Despite the near-term softness, the report underscores a longer-term perspective. While Bitcoin’s monetary status remains a work in progress, its potential to assume a more prominent role in digital-first economies could intensify as tokenization of assets and on-chain finance expand. The analysis highlights that the ongoing transition toward tokenized markets, together with the growth of on-chain infrastructure for tokenized assets, might help Bitcoin solidify a more enduring store-of-value or medium-of-exchange function over time—even if such a shift does not materialize immediately.

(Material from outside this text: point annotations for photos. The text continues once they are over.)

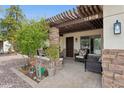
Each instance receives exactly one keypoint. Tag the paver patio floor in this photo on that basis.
(72, 75)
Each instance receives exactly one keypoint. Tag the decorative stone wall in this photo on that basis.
(113, 68)
(54, 35)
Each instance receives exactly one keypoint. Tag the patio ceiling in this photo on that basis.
(84, 17)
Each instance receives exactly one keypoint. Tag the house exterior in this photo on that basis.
(83, 27)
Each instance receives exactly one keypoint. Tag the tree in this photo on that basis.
(12, 22)
(31, 37)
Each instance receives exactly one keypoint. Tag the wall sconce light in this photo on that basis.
(76, 39)
(117, 27)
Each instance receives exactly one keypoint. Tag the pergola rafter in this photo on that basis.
(84, 17)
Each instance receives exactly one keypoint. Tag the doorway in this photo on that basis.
(69, 46)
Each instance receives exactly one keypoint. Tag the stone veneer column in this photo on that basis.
(54, 35)
(113, 68)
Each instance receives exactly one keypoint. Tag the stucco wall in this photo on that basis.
(111, 14)
(78, 35)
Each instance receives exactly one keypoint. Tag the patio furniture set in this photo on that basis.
(92, 62)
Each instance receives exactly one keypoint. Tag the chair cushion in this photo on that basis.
(79, 56)
(82, 52)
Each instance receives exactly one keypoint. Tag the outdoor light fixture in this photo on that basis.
(117, 27)
(76, 39)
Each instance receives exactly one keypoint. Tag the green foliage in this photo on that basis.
(31, 37)
(1, 37)
(12, 22)
(53, 52)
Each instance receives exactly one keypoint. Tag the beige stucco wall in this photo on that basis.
(111, 14)
(78, 35)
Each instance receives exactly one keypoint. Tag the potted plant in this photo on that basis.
(53, 54)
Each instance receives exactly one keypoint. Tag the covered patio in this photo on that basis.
(72, 75)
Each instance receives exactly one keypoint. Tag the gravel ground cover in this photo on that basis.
(8, 79)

From a practical standpoint, the near-term recovery hinges on capital inflows. Grayscale notes that ETF activity could serve as a meaningful catalyst should fresh inflows reappear, while retail participation—currently concentrated in AI and growth-driven equities—would need to broaden to crypto assets for a more robust upside. The research also points to ongoing market structure dynamics, including price discovery processes on major exchanges and the degree to which price gaps on venues like Coinbase reflect broader demand gaps in the crypto space. Taken together, these factors suggest Bitcoin’s path remains highly sensitive to macro risk appetite, regulatory signals, and the ebb and flow of liquidity across traditional and digital markets.

Key takeaways

  • Bitcoin’s price action has shown stronger ties to growth equities, particularly software stocks, since early 2024, rather than mirroring traditional safe-haven assets like gold.
  • The asset has experienced a ~50% drawdown from its October peak above $126,000, with declines unfolding in multiple waves including a major liquidation event in October 2025.
  • Grayscale attributes some of the recent volatility to “motivated US sellers” and persistent price discounts on Coinbase, signaling liquidity and demand dynamics within the U.S. market.
  • Institutional participation, ETF activity, and shifting macro risk sentiment are cited as factors intensifying Bitcoin’s sensitivity to the broader market environment.
  • Although Bitcoin has not displaced gold as a monetary asset, its role could evolve as digital markets grow and tokenized financial systems mature.

Tickers mentioned: $BTC

Price impact: Negative. Bitcoin retraced about half of its October highs, underscoring a softer near-term price backdrop tied to risk-on selling and ETF flow dynamics.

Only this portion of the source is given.